Managed care, of course, is not the first effort to save money at the expense of the care and treatment of patients who have chronic psychiatric illness. In the 19th century large state institutions tried to spend as little per patient per day as was humanly feasible. In the 20th century we witnessed the wholesale dumping of these patients into unprepared communities and the resulting public health crisis of the incarcerated mentally ill and the homeless. Today there are many concerns about the impact of managed care on this very same population.

In this issue of Psychiatric Services, two articles provide data to justify these concerns. Morrissey and his colleagues and Boothroyd and his coauthors found that enrollees in plans in which services were covered under capitation used significantly fewer services than enrollees in no-risk programs. In the study by Morrissey and associates, patients in the at-risk program had significantly poorer outcomes. Although case management, financed separately, was provided more abundantly in the at-risk program, outcomes measured at six months clearly showed that this funding arrangement did not substitute for access to treatment.
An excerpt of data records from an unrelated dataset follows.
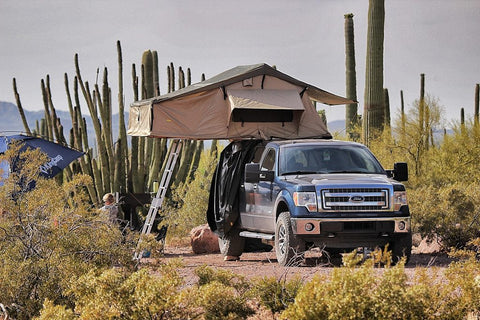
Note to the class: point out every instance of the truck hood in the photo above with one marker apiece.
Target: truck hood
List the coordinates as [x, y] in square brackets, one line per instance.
[340, 179]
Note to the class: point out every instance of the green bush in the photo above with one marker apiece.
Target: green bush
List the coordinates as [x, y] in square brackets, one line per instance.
[222, 294]
[276, 294]
[363, 293]
[116, 294]
[50, 235]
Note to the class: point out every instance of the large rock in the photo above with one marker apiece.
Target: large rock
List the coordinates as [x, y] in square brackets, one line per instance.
[203, 240]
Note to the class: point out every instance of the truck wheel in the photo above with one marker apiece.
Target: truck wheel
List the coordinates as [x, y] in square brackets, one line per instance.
[402, 246]
[232, 244]
[288, 248]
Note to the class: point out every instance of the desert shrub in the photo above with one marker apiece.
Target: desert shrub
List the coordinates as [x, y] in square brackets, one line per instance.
[49, 235]
[276, 294]
[51, 311]
[222, 294]
[228, 278]
[116, 294]
[220, 301]
[362, 293]
[452, 212]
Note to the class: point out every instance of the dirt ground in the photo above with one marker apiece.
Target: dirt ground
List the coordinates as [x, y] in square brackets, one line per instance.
[259, 264]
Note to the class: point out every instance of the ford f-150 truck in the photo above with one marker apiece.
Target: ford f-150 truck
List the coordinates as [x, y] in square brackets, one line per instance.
[325, 193]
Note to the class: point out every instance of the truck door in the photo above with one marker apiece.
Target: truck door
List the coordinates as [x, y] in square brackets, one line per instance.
[265, 196]
[247, 195]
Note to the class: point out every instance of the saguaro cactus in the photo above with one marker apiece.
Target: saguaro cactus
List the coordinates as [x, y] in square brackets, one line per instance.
[476, 119]
[351, 76]
[374, 112]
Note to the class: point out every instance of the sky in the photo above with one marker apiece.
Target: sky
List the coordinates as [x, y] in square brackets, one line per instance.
[304, 39]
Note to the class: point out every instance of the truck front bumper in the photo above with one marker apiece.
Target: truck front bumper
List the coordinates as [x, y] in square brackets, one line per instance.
[330, 227]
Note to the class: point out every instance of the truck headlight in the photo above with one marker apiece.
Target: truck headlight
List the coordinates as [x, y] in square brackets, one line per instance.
[306, 199]
[399, 199]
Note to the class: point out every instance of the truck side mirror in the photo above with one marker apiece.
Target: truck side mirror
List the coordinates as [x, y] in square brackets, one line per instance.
[400, 171]
[253, 174]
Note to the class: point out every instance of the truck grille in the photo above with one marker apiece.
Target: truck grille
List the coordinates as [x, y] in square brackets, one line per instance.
[355, 199]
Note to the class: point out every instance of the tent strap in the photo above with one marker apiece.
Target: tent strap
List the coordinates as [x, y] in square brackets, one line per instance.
[303, 91]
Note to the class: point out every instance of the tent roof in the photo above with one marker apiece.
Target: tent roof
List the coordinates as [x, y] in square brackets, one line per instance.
[240, 73]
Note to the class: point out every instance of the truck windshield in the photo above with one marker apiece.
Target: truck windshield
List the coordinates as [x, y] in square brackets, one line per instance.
[309, 159]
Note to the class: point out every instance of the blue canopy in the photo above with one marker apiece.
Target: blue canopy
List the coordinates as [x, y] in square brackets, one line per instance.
[59, 156]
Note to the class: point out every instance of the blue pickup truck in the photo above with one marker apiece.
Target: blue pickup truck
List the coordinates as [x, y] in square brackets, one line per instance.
[304, 193]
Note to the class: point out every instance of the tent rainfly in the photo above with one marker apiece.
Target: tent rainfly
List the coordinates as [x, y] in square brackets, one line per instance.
[246, 102]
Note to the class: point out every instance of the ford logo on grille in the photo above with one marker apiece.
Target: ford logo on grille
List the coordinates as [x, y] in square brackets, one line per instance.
[356, 199]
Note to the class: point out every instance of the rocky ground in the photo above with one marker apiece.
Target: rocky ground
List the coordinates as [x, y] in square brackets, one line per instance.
[259, 264]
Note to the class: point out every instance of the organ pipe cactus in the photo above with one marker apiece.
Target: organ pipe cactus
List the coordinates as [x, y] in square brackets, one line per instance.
[351, 77]
[476, 115]
[374, 115]
[112, 166]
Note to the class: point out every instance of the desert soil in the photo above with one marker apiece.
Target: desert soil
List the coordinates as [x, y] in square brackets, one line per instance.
[259, 264]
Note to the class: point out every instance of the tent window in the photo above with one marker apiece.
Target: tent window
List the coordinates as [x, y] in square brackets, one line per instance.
[262, 115]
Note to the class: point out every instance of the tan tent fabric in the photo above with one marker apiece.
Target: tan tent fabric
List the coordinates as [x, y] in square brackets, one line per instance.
[242, 103]
[140, 120]
[265, 99]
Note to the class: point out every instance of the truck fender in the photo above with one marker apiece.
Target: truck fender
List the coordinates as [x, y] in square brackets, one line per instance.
[284, 202]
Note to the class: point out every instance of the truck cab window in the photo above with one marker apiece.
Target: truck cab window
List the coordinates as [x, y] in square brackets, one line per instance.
[269, 161]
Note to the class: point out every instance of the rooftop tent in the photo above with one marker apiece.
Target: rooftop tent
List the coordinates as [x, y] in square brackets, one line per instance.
[246, 102]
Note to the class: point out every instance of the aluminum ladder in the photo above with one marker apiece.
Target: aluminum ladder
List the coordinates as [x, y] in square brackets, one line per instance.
[160, 197]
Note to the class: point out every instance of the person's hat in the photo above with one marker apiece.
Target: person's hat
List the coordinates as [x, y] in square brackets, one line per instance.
[107, 196]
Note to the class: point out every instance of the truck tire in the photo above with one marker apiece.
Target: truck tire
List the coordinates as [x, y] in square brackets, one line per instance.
[401, 247]
[232, 244]
[288, 248]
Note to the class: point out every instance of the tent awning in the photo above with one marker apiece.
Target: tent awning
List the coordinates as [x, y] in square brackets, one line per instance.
[264, 105]
[240, 73]
[245, 102]
[265, 99]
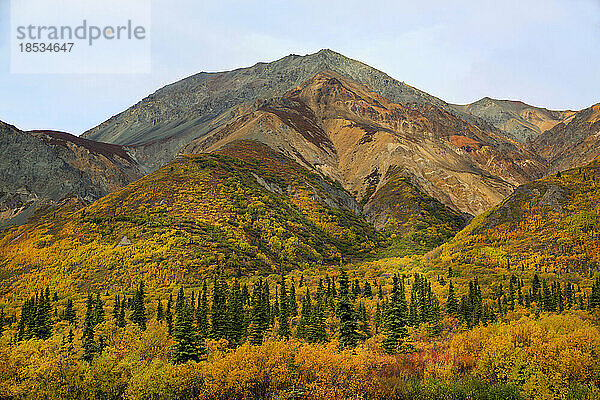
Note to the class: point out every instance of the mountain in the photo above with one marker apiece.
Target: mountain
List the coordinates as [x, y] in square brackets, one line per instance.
[196, 215]
[245, 209]
[520, 121]
[549, 225]
[345, 131]
[186, 108]
[571, 143]
[40, 168]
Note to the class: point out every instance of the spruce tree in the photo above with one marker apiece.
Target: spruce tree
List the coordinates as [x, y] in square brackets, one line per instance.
[89, 345]
[348, 327]
[98, 310]
[69, 314]
[188, 346]
[303, 330]
[169, 314]
[259, 316]
[395, 318]
[138, 315]
[202, 313]
[235, 315]
[219, 322]
[116, 308]
[284, 312]
[121, 317]
[452, 302]
[293, 304]
[160, 315]
[368, 290]
[536, 289]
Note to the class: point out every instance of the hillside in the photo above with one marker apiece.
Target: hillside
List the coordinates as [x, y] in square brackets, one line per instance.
[196, 215]
[572, 143]
[520, 121]
[355, 136]
[41, 168]
[549, 226]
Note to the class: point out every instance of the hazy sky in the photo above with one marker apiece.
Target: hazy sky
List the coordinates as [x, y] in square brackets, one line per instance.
[545, 52]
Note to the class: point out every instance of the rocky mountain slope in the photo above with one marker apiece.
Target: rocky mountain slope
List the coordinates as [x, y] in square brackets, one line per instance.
[357, 137]
[197, 215]
[162, 123]
[337, 116]
[41, 168]
[242, 210]
[571, 143]
[520, 121]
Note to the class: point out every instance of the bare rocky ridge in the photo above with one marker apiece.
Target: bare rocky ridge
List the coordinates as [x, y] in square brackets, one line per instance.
[41, 168]
[572, 143]
[355, 136]
[520, 121]
[161, 124]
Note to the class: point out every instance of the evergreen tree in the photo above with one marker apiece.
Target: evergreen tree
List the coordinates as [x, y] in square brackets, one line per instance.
[116, 308]
[293, 304]
[219, 323]
[89, 345]
[138, 315]
[179, 302]
[98, 310]
[452, 302]
[536, 288]
[284, 313]
[202, 313]
[160, 315]
[169, 314]
[303, 330]
[363, 320]
[259, 317]
[594, 301]
[188, 346]
[235, 313]
[348, 327]
[69, 314]
[121, 317]
[395, 318]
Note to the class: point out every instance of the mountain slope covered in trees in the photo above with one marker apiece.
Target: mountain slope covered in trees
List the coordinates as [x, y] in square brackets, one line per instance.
[195, 215]
[548, 226]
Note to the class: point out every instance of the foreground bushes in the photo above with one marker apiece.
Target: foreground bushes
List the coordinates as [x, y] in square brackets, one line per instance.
[551, 358]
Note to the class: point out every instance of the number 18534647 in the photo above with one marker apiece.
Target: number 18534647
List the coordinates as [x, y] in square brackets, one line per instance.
[46, 47]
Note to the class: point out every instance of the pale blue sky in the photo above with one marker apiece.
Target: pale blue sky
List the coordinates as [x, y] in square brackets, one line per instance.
[544, 52]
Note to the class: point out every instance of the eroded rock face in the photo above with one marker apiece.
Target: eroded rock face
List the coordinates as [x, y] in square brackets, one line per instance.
[355, 136]
[42, 167]
[518, 120]
[574, 142]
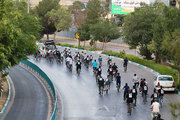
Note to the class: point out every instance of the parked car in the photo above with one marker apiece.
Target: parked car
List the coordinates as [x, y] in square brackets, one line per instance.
[166, 81]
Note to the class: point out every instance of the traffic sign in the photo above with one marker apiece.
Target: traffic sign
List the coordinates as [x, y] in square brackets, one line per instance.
[77, 35]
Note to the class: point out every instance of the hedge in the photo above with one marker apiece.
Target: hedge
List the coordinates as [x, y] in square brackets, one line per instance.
[162, 69]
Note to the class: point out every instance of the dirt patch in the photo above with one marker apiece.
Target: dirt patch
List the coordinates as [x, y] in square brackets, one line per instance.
[4, 94]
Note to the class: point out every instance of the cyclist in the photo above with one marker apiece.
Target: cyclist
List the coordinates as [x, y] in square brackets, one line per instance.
[50, 56]
[78, 66]
[118, 80]
[114, 67]
[135, 81]
[161, 94]
[99, 71]
[154, 96]
[107, 82]
[101, 84]
[134, 93]
[95, 64]
[100, 60]
[91, 58]
[155, 109]
[87, 60]
[144, 92]
[129, 100]
[141, 85]
[126, 89]
[110, 72]
[109, 60]
[125, 64]
[69, 62]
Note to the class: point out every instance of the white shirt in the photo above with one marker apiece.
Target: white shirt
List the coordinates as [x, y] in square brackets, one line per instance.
[155, 107]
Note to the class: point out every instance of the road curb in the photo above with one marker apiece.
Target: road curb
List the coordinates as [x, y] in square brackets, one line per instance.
[9, 100]
[39, 72]
[134, 63]
[44, 85]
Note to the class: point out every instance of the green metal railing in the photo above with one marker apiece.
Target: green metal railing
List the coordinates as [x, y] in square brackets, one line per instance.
[49, 82]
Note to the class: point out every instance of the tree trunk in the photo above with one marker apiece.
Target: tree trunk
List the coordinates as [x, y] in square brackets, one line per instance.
[55, 37]
[47, 36]
[94, 44]
[103, 46]
[84, 43]
[79, 43]
[178, 76]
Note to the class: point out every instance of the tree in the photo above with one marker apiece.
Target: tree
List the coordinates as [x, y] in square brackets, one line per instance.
[18, 33]
[172, 44]
[79, 13]
[41, 10]
[94, 11]
[175, 110]
[105, 31]
[137, 29]
[84, 32]
[61, 18]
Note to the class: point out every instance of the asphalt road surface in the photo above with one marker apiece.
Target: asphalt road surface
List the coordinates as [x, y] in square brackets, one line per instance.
[30, 102]
[82, 101]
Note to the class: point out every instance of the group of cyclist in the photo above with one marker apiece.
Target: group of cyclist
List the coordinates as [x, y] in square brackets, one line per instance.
[104, 84]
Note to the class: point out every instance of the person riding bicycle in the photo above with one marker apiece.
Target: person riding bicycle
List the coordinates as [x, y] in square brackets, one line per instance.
[125, 64]
[109, 60]
[100, 60]
[129, 100]
[155, 109]
[100, 83]
[51, 56]
[95, 64]
[126, 90]
[142, 82]
[99, 71]
[134, 93]
[118, 80]
[114, 67]
[110, 72]
[69, 61]
[154, 96]
[108, 82]
[136, 80]
[87, 60]
[91, 58]
[161, 94]
[144, 92]
[78, 65]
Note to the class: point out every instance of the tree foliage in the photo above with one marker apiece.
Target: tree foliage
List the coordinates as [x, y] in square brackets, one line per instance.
[105, 31]
[18, 33]
[41, 10]
[94, 11]
[61, 18]
[79, 13]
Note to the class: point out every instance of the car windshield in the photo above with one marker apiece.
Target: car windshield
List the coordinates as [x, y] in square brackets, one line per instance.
[165, 79]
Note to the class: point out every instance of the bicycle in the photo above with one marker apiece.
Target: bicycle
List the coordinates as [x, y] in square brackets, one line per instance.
[144, 98]
[160, 100]
[125, 68]
[129, 108]
[118, 87]
[101, 90]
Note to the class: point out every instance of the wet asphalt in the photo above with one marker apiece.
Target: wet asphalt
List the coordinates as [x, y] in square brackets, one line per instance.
[81, 100]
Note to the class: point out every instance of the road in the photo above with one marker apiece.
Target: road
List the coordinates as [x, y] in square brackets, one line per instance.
[82, 101]
[30, 101]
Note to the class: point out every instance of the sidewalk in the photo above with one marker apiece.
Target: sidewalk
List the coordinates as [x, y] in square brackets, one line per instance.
[115, 47]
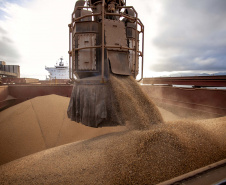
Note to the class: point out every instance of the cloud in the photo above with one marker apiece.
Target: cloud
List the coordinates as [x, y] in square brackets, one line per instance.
[192, 36]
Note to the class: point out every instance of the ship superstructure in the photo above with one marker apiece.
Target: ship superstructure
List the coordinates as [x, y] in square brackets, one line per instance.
[59, 71]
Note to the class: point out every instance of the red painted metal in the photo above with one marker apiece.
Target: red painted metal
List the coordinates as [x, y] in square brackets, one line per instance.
[207, 101]
[202, 100]
[202, 81]
[3, 92]
[31, 91]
Patients in the study by Boothroyd and his colleagues who were enrolled in the at-risk program were also significantly less satisfied with services.

Patients and families, mental health advocates, psychiatrists and other clinicians, and public health administrators must be especially vigilant in the rationing of access to care for people with serious and persistent mental disorders. When clinicians are put at risk, they face an ethically slippery slope in today's cost-conscious medical marketplace. It is not surprising that such rationing leads to poor outcomes. But cost-containment efforts should be made explicitly through our democratic process, not implicitly through private managed care contracting that shifts too much risk to clinicians as they try to deliver high-quality care to all in need while ensuring their own economic survival.